Kenianische Ärzte in der Zwickmühle – gehen oder bleiben?

Gloria Kabare ist am Ende ihres sechsjährigen Medizinstudiums, absolviert gerade ihr einjähriges Pflichtpraktikum in einem staatlichen Krankenhaus etwas außerhalb der kenianischen Hauptstadt Nairobi. „Wir sind immer abrufbereit“, berichtet die angehende Ärztin. „Die Arbeitsbelastung ist sehr hoch.“ Oft ist sie alleine für eine Station mit 50 Betten zuständig. Am meisten mache ihr der Dienst in der Notaufnahme und im OP zu schaffen, sagt die junge Frau. „Da arbeiten wir Sonntag bis Sonntag, freie Tage sind selten.“

Besonders ältere Kolleginnen und Kollegen raten ihr immer wieder, ins Ausland zu gehen, berichtet die 27-Jährige. Die Bezahlung, die Ausstattung, die Jobzufriedenheit und die Weiterbildungsmöglichkeiten seien anderswo einfach besser. Am Ende ihres praktischen Jahres könnte Gloria Kabare theoretisch als „Medical Officer“ arbeiten, quasi als Assistenzärztin. Die werden in Kenia aber kaum eingestellt, oft werden Stellen lieber mit medizinischen Fachangestellten besetzt, weil die weniger Geld kosten.

Erst nach der Facharztausbildung habe man wirkliche Chancen, eine gute Stelle im Krankenhaus zu finden, sagt Kabare. Weiterstudieren müsse man sich aber leisten können, denn als Fachärztin in Ausbildung zahle man hohe Studiengebühren, bekomme vom Krankenhaus hingegen nur ein Taschengeld. Einerseits gebe es im Gesundheitssystem nicht genug Geld, andererseits würden dringend mehr Ärzte gebraucht. „Es gibt da ein Missmanagement“, sagt Kabare.

Laut einer aktuellen Analyse der panafrikanischen Wochenzeitung „The Continent“ arbeiten etwa 55.000 in Afrika ausgebildete Ärztinnen und Ärzte in 15 der reichsten Länder. Schon an den Universitäten stellen sich Agenturen und Krankenhäuser aus dem Ausland vor. Es gibt wenig verlässliche aktuelle Zahlen, 2003 war etwa die Hälfte der ausgebildeten und registrierten kenianischen Ärztinnen und Ärzte nicht in ihrem Heimatland tätig.

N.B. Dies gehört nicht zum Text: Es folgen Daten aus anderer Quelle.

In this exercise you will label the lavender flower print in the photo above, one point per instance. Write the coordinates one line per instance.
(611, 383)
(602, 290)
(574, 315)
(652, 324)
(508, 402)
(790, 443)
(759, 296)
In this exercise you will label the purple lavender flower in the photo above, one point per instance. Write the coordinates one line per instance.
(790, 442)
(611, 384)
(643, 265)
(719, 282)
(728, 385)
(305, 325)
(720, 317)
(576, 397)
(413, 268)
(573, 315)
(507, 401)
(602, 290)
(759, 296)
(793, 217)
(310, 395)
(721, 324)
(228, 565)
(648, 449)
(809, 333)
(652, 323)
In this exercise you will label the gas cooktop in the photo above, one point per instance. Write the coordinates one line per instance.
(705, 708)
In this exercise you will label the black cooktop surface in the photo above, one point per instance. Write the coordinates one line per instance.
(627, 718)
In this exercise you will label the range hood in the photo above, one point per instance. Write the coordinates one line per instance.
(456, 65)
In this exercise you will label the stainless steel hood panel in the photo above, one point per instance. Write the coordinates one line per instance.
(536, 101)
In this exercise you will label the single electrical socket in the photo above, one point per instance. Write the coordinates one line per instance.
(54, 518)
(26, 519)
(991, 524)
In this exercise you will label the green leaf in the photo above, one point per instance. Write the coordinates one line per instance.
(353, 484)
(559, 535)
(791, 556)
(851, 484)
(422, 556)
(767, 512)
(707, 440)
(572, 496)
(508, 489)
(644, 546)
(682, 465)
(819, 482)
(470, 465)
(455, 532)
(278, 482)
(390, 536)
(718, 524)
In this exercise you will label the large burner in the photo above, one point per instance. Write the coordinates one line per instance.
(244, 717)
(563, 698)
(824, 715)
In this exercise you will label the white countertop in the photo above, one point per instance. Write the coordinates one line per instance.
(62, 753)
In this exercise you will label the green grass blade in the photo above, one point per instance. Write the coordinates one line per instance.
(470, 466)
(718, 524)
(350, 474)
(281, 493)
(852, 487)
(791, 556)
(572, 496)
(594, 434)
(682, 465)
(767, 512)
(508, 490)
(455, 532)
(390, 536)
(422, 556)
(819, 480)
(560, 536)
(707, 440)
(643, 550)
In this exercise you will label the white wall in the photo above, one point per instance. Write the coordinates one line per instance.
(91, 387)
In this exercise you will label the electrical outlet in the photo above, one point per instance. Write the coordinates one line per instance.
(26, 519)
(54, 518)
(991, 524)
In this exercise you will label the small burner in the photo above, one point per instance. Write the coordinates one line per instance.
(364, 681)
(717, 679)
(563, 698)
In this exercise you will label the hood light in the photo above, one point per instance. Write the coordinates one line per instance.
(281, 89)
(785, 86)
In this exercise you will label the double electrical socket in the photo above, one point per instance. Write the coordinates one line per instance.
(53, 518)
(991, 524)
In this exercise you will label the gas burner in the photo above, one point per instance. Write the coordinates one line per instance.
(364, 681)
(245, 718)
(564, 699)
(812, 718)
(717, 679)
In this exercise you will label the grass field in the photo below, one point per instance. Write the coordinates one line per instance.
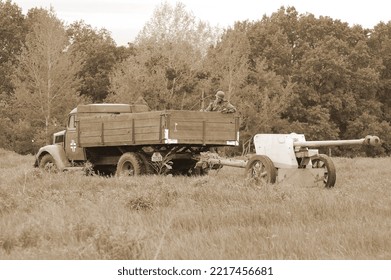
(220, 216)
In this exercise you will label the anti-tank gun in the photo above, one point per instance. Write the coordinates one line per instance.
(288, 158)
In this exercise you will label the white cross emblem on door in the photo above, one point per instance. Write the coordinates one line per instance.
(73, 145)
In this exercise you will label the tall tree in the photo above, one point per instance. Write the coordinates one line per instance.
(101, 55)
(45, 81)
(170, 51)
(12, 33)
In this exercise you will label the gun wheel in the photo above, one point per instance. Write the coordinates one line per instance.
(261, 168)
(325, 162)
(129, 164)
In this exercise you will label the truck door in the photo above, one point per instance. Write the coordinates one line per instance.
(72, 147)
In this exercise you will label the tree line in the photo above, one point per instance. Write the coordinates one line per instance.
(287, 72)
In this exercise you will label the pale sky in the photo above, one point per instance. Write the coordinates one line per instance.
(125, 18)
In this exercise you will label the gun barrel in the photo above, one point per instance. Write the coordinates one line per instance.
(368, 140)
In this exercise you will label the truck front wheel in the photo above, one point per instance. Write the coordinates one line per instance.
(129, 164)
(48, 164)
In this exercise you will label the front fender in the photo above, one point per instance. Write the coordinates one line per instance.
(58, 154)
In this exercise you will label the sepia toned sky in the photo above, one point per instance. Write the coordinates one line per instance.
(125, 18)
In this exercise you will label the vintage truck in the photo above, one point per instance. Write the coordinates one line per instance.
(126, 139)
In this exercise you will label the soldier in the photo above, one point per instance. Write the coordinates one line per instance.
(221, 104)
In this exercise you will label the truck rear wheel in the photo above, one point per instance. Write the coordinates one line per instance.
(48, 164)
(261, 168)
(129, 164)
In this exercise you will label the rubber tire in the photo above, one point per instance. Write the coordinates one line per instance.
(48, 164)
(267, 165)
(330, 175)
(129, 164)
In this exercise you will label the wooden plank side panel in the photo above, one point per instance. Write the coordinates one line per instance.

Für Kenia ist es eine Zwickmühle. Einerseits wirbt die Regierung damit, im Ausland Arbeitsmöglichkeiten für Kenianerinnen und Kenianer zu sichern, auch weil das unterfinanzierte Gesundheitssystem gar nicht alle Absolventen aufnehmen kann. Gleichzeitig muss sie aber versuchen, die Abwanderung von Ärztinnen und Ärzten zu kontrollieren, damit genug zurückbleiben, um zumindest eine grundlegende Versorgung aufrechtzuerhalten.

In Kenia kamen 2021 auf 100.000 Einwohner 27 Ärzte. In Deutschland waren es 450. Insgesamt etwa 450 ausgebildete Krankenpfleger und Ärztinnen braucht es pro 100.000 Einwohnern laut der Weltgesundheitsorganisation, um flächendeckend grundlegende Gesundheitsversorgung anbieten zu können. Je weniger Mediziner eingestellt werden, desto mehr Verantwortung und Arbeit lastet auf Studierenden im praktischen Jahr wie Gloria Kabare.

Die Weltgesundheitsorganisation schätzt, dass 2030 etwa zehn Millionen qualifizierte Kräfte im Gesundheitswesen fehlen werden. Vor allem in Ländern mit mittlerem und geringem Einkommen auf dem afrikanischen Kontinent verschärft sich die Lage stetig. Wer geht, kommt nur selten zurück. „Das wird in Zukunft zu einem noch größeren Problem werden“, meint Kabare.

Sie engagiert sich im „International Student Surgical Network“, interessiert sich für Wissenschaft, hat ihre Forschungspaper auf Konferenzen in den USA und Frankreich präsentiert. Ein Praktikum hat sie in einem Krankenhaus in Essen im Ruhrgebiet gemacht. Sie weiß, was im Ausland geboten wird und was im kenianischen Gesundheitssektor alles fehlt. „Das Gesundheitssystem muss ausgebaut werden“, sagt die junge Frau. Die Regierung müsse dringend mehr investieren.

Kabare wünscht sich, dass sich der Fokus verschiebt. Hin zu Möglichkeiten in Kenia und anderen afrikanischen Ländern, weg von Europa, den USA, Australien. „Wir werden hier gebraucht“, betont sie.